Now, in a new project called FAMEC, Prof. Weizman is turning his attention to artificial intelligence to speed up the work. ‘We need to know to collect, triage and analyse all the material. But sometimes there are just too many videos,’ he said. ‘So we want to train machine vision algorithms to do some of this work for us.’

Machine learning algorithms usually need a large library of images on which they can be trained. But when it comes to things like chemical weapon bombs, there are not many images out there, says Prof. Weizman. But he says computers can help here too, by taking existing images and creating multiple renderings at different angles, increasing the library of available images that machine learning algorithms can be trained on.

‘It has unlocked whole new possibilities for journalism and for humans rights legal work.’

Prof. Eyal Weizman, Goldsmith University, London, UK

While Prof. Weizman is focused is on human rights abuses, other architects are interested in documenting what happened in war zones in order to help us get a more accurate picture of what living through war is like, countering some of the sensationalised representations in the press. One is Dr Armina Pilav, an architect and designer at Delft University of Technology in the Netherlands.

Sarajevo

A formative experience for Dr Pilav was moving to Sarajevo in 2000 to study architecture. The Bosnian war was a recent memory, and the city of Sarajevo itself had been under siege for four years to 1996. During this time, snipers and tanks were stationed in the mountains surrounding the city and its people were under almost constant fear of shells and bullets.

Even just a few years later, Dr Pilav says that in her architecture course the war was barely a topic of conversation. ‘We did not really discuss the war, which was kind of striking,’ she said. ‘It was all about looking to the future. But I wanted to take account of the direct experience of the people. Because post-war reconstruction is not simply reconstruction of the buildings.’

Unlike Forensic Architecture, Dr Pilav is trying to understand the lives of those people in the city at a broad level, not produce rigorous evidence about specific events. But she has used methods that are similar to those of Prof. Weizman, harvesting old media reports, eyewitness testimonies, photographs and architectural plans, cataloguing them in order to build an understanding of what people’s lived experience of the city was like during the siege. Through these she has come to look at urban war spaces in terms of how areas of violence and areas that were relatively violence-free – which she calls ‘un-war spaces’ – mingled together and created a new way of life.

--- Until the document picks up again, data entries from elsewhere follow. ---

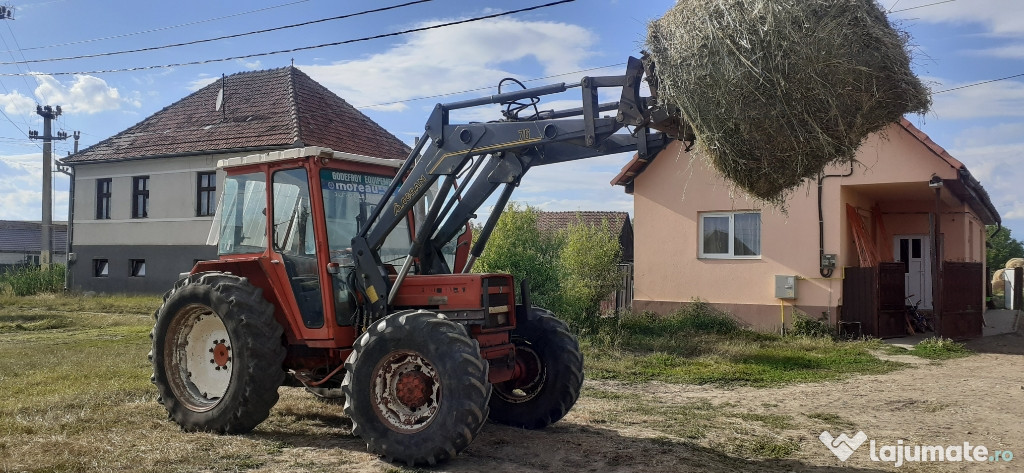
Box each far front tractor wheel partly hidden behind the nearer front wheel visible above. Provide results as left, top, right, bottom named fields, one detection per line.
left=490, top=307, right=583, bottom=429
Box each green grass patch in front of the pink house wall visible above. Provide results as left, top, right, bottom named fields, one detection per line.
left=583, top=304, right=913, bottom=387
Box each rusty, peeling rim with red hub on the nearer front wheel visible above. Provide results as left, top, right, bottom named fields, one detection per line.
left=372, top=351, right=441, bottom=433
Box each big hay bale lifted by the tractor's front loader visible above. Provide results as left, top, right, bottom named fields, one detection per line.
left=646, top=0, right=931, bottom=204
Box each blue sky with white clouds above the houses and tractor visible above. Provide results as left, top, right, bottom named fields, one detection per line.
left=0, top=0, right=1024, bottom=239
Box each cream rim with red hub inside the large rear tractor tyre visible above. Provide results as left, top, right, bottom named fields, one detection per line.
left=165, top=304, right=234, bottom=412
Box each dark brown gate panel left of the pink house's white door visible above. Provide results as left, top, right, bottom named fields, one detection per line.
left=840, top=263, right=906, bottom=338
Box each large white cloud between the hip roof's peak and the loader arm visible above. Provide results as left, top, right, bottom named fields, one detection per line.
left=300, top=18, right=594, bottom=111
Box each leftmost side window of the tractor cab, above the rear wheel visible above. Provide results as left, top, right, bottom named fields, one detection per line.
left=214, top=172, right=266, bottom=255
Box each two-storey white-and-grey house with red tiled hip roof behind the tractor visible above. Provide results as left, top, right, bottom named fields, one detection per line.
left=61, top=67, right=410, bottom=293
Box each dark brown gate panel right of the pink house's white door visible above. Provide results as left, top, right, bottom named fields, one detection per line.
left=936, top=261, right=985, bottom=340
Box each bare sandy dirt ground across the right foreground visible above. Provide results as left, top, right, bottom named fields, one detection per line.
left=247, top=333, right=1024, bottom=473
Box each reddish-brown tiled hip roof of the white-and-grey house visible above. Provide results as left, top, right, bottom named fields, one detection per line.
left=62, top=67, right=411, bottom=164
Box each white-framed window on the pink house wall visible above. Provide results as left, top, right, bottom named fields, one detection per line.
left=700, top=212, right=761, bottom=259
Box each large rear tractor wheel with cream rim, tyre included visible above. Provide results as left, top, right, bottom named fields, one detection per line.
left=150, top=272, right=285, bottom=433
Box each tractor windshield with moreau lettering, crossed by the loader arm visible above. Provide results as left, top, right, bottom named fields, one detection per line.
left=321, top=169, right=412, bottom=263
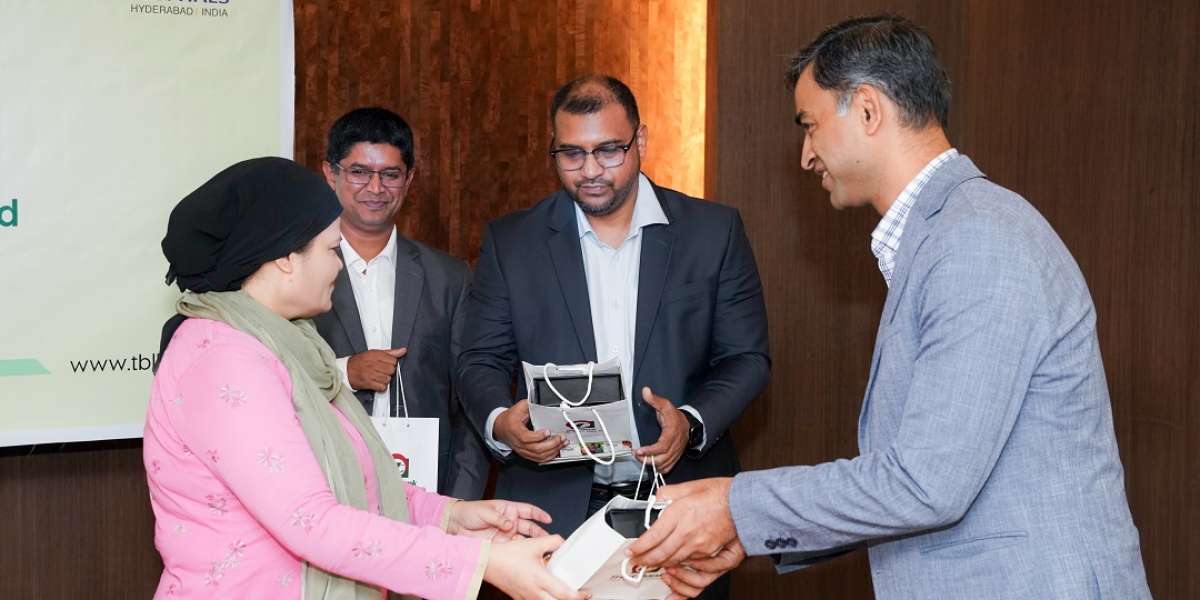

Unsurprisingly, Dr Pilav’s research showed that the pre-war and un-war spaces were very different. During the siege, people’s movements were restricted to a network of tunnels, semi-underground and covered spaces away from snipers’ lines of sight. The actions of the armies and citizens not only damaged many buildings, but resulted in new architectural facets. Shipping containers were used as barricades; semi-submerged trenches were dug, enabling people to get from one building to another. She also showed how people made makeshift heating stoves and, because many buildings did not have chimneys, poked their smoke outlets through holes punched in walls or windows.

Dr Pilav’s work takes the form of art exhibitions and an online repository of her research materials called Un-war space. She says that urban war, in all its messy detail, provided her with a unique window onto the way people and built environments interact.

‘During war, people are really relating to their space: they are building shelters and they are trying to normalise their lives,’ said Dr Pilav. ‘I think it is one of the more intense relationships between humans and architecture – not just buildings, but streets, and the environment too. When war breaks out, you are suddenly aware of how a building can be dangerous to you.’